- Pemkot Jakarta Pusat dan Dinas KPKP menggelar penangkapan ikan sapu-sapu di Kali Cideng pada Jumat, 10 April 2026.
- Petugas mengamankan 40 ekor ikan sapu-sapu yang merusak infrastruktur turap serta mengandung residu logam berat dan bakteri.
- Bangkai ikan berbahaya tersebut akan dimusnahkan di PPISHP Ciganjur guna mencegah konsumsi dan penyebaran di lingkungan masyarakat.
Suara.com - Pemerintah Kota (Pemkot) Administrasi Jakarta Pusat berkolaborasi dengan Dinas Ketahanan Pangan, Kelautan, dan Pertanian (KPKP) DKI Jakarta menggelar aksi penangkapan ikan sapu-sapu di Kali Cideng.
Kegiatan kerja bakti yang berlangsung pada Jumat (10/4/2026) tersebut menyasar area aliran air yang berada tepat di depan Plaza Indonesia, Jakarta Pusat.
Kepala Dinas KPKP Pemprov DKI Jakarta, Hasudungan A Sidabalok, mengungkapkan bahwa populasi ikan sapu-sapu di lokasi tersebut mengandung zat yang sangat berbahaya bagi kesehatan manusia.
"Waktu pembersihan ikan sapu-sapu di kali Ciliwung, kami sudah mengambil sampel ikan dan airnya juga. Ternyata, ambang batas pencemarannya melebihi ikan mengandung Salmoella serta E.Coli, juga residu logam berat," kata Hasudungan dalam keterangan tertulis.
Penanganan ikan sapu-sapu di Kali Cideng ini merupakan kelanjutan dari program serupa yang sebelumnya telah berhasil mereduksi populasi ikan tersebut di aliran Kali Ciliwung.
Petugas menilai proses pengendalian di kawasan Menteng ini jauh lebih mudah karena karakteristik saluran air yang tidak terlalu panjang.
"Sekarang kita teruskan lagi kerja bakti ini di kali Cideng karena memang jika melihat dari saluran kali tidak terlalu panjang seperti Ciliwung jadi mudah untuk mengendalikan ikan sapu-sapunya," imbuhnya.
Sebanyak 100 personel gabungan dari berbagai unsur seperti Sudin SDA, Satpol PP, Lingkungan Hidup, PPSU, hingga Gulkarmat diterjunkan untuk menyisir area sungai.
Wali Kota Administrasi Jakarta Pusat, Arifin, yang memimpin langsung kegiatan tersebut menemukan fakta bahwa keberadaan ikan-ikan ini telah merusak infrastruktur sungai.
"Tadi ikan sapu-sapu yang mau ditangkap banyak yang masuk dan merusak turap, karena ukuran ikan yang cukup besar. Ikan sapu-sapu menyimpan telurnya juga di turap," katanya.
Petugas berhasil mengamankan sedikitnya 40 ekor ikan sapu-sapu berukuran besar, yang kemudian dimatikan dengan cara dipatahkan bagian tubuhnya.
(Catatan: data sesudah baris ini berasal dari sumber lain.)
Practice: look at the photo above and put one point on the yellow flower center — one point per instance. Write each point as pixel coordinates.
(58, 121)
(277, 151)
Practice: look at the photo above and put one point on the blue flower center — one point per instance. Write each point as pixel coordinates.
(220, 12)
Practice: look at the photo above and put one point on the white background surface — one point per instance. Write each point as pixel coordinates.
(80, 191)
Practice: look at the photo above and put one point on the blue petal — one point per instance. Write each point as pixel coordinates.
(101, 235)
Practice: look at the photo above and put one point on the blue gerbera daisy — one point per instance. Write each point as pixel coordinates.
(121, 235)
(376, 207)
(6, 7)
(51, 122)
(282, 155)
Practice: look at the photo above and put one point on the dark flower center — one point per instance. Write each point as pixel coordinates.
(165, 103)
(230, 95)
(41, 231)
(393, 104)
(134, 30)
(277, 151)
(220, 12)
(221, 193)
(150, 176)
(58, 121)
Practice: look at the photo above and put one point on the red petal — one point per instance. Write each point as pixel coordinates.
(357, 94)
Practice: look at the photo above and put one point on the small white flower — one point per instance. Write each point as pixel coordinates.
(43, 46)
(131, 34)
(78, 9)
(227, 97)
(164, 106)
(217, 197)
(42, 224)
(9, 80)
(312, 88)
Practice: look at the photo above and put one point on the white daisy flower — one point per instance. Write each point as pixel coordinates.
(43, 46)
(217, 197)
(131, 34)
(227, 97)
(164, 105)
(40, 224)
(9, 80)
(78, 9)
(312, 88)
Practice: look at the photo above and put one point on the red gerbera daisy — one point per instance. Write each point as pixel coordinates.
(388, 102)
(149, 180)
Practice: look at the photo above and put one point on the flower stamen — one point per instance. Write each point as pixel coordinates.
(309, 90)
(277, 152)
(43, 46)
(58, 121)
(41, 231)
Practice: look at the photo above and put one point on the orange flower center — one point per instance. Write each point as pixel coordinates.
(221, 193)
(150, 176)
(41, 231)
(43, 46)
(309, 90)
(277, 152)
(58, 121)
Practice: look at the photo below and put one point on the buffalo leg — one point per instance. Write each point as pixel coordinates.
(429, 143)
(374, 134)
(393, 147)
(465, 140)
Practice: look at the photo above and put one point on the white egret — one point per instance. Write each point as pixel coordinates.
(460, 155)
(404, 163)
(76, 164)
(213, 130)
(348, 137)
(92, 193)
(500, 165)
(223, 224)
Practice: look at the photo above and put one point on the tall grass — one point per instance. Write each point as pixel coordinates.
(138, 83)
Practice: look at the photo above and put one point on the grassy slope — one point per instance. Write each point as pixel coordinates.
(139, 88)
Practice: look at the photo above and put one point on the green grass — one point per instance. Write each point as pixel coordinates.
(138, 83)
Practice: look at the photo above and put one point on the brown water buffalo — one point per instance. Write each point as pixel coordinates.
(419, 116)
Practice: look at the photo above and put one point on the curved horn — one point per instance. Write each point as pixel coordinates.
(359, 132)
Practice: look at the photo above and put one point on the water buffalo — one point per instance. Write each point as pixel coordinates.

Seluruh bangkai ikan yang tertangkap akan dibawa menuju Pusat Produksi Inspeksi dan Sertifikasi Hasil Perikanan (PPISHP) Ciganjur untuk dimusnahkan.
"Bangkai ikan sapu-sapu yang telah mati akan dikubur, karena daya tahan ikan sapu-sapu ini memang jika tidak dipastikan mati, maka bisa hidup tanpa berada di air," ucap Hasudungan.
Arifin pun memberikan peringatan keras kepada seluruh warga Jakarta agar tidak mencoba-coba memanfaatkan atau memakan ikan yang hidup di saluran tersebut.
"Ikan ini sangat berbahaya karena memakan semua racun yang ada di kali," pungkasnya.